Ainda tão novo, ele contabiliza algumas perdas ao longo da vida e escolheu a poesia para gritar o que sente. Ele é resistência como jovem negro, como representante da periferia. “A gente se uniu por conta da poesia. O que a gente fala tem a ver. Temos histórias diferentes, mas é sempre a mesma questão que a gente retrata, queremos mudar e conquistar as mesmas coisas”, dispara Medusa.

Marisa Loures – O que a poesia representa para os dois?

Medusa – Costumo dizer o que sinto, e a poesia é isto: a poesia é o sentimento que transborda da alma, é a vivência, o aprendizado, aquilo que você quer passar do seu conhecimento. A poesia é uma troca de opiniões, um diálogo que busca sempre a justiça da vida. Nós, poetas, estamos aqui para provar que a voz da rua também é uma escola!

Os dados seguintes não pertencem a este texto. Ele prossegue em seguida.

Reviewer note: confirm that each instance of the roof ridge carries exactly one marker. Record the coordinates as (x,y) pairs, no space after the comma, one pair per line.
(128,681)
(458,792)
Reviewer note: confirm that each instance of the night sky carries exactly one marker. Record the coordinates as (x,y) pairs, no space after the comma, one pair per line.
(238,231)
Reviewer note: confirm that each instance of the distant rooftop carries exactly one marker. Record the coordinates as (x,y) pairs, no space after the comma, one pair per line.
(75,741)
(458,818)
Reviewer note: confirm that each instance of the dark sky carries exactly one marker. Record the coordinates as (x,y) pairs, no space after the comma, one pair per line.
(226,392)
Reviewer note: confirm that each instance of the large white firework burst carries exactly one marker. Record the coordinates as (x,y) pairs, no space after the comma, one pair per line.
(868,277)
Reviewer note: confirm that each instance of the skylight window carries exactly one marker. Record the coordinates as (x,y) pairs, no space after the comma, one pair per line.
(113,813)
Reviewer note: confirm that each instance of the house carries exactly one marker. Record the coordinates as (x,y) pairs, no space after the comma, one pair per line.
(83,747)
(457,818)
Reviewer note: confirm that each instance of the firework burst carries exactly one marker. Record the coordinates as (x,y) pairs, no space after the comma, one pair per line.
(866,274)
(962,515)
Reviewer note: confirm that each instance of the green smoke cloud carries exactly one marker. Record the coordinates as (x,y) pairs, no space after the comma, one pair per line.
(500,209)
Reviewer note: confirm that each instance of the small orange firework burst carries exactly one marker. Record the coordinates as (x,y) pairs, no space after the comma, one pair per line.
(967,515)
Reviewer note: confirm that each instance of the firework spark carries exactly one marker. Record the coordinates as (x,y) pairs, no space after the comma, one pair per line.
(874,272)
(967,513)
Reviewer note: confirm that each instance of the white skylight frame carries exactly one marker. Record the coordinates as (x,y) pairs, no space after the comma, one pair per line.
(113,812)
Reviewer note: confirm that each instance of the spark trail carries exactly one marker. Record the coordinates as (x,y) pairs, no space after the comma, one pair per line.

Wanderson – A poesia representa uma forma de escape de minhas angústias. Ao mesmo tempo, busca exercer a função de tentar resgatar pessoas que a sociedade julga “perdidas”, e, sobretudo, falar da realidade vivida dentro da favela, pois acredito que existem muitas coisas que as pessoas julgam sem analisar os pontos de vista diferentes.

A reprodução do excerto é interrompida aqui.